This illuminates the possible occurrence of the unacceptable, which could include lost
opportunities as well as threats. Strategists can assemble the risks on a grid that indicates the
likelihood of it occurring (from high to low) and the severity of impact (again, high to low).

8. Service delivery

The organization must take its marketing promise and deliver to the intended audience (through
manufacturing, production or service). Key issues to consider are effectiveness and efficiency.
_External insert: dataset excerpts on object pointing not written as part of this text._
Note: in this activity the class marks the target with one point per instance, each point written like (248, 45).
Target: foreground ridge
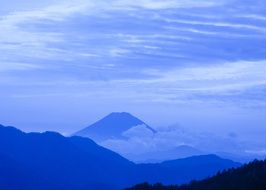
(250, 176)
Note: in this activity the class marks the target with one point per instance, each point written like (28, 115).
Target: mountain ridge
(57, 162)
(112, 126)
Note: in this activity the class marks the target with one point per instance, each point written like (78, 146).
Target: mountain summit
(113, 126)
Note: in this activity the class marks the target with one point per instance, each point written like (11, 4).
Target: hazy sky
(199, 63)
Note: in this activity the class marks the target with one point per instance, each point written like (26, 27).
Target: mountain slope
(74, 163)
(251, 176)
(112, 126)
(51, 161)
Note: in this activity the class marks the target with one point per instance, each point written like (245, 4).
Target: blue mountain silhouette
(51, 161)
(112, 126)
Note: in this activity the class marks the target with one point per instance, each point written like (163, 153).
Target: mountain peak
(112, 126)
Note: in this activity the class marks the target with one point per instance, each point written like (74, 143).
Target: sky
(200, 64)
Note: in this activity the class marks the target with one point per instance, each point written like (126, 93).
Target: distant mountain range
(112, 126)
(251, 176)
(182, 151)
(51, 161)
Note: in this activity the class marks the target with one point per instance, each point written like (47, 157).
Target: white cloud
(9, 66)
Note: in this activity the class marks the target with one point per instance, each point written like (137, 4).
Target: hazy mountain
(112, 127)
(51, 161)
(182, 151)
(248, 177)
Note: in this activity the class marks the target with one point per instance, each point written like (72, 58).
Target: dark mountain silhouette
(51, 161)
(112, 126)
(251, 176)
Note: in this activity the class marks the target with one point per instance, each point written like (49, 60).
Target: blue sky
(199, 63)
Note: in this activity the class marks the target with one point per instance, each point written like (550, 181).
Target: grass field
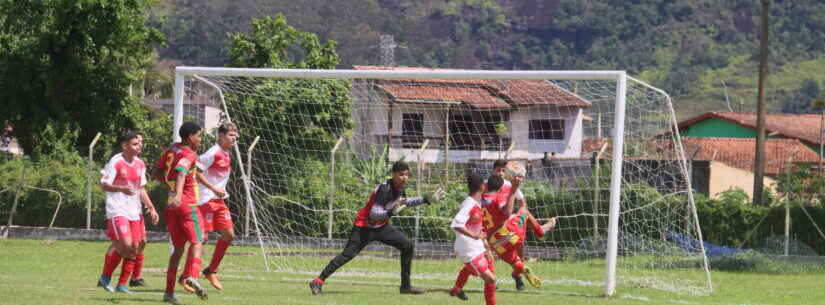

The authors note that each of these eight elements is actually a strategy in itself, and that
companies usually have a senior manager charged with each one (chief financial officer, chief
marketing officer, chief risk officer).Their most intriguing insight, however, is that organizations
must arrange their strategies into the following array: One strategy, which they call the Alpha,
will be the ultimate driving force and focus for the organization; two or three strategies are the
Influencers, because they provide the most guidance and constraint on that Alpha; and the other
strategies are Enablers, helping it all to work.

References:

1 http://www.managementstudyguide.com/business-policy.htm

2 http://www.businessdictionary.com/definition/corporate-strategy.html

3 http://www.theglobeandmail.com/report-on-business/careers/management/eight-elements-to-
create-a-winning-corporate-strategy/article11996557/

Questions
Part-A
1. What is Business policy?
2. What is corporate Strategy?
Part - B
1. What are the key features of business policy?
2. Differentiate between Business policy and corporate strategy?

Part- C
1. Explain in detail the eight elements to create corporate strategy.

Key words:- Blue print, Intellectual property, Effective, Efficient.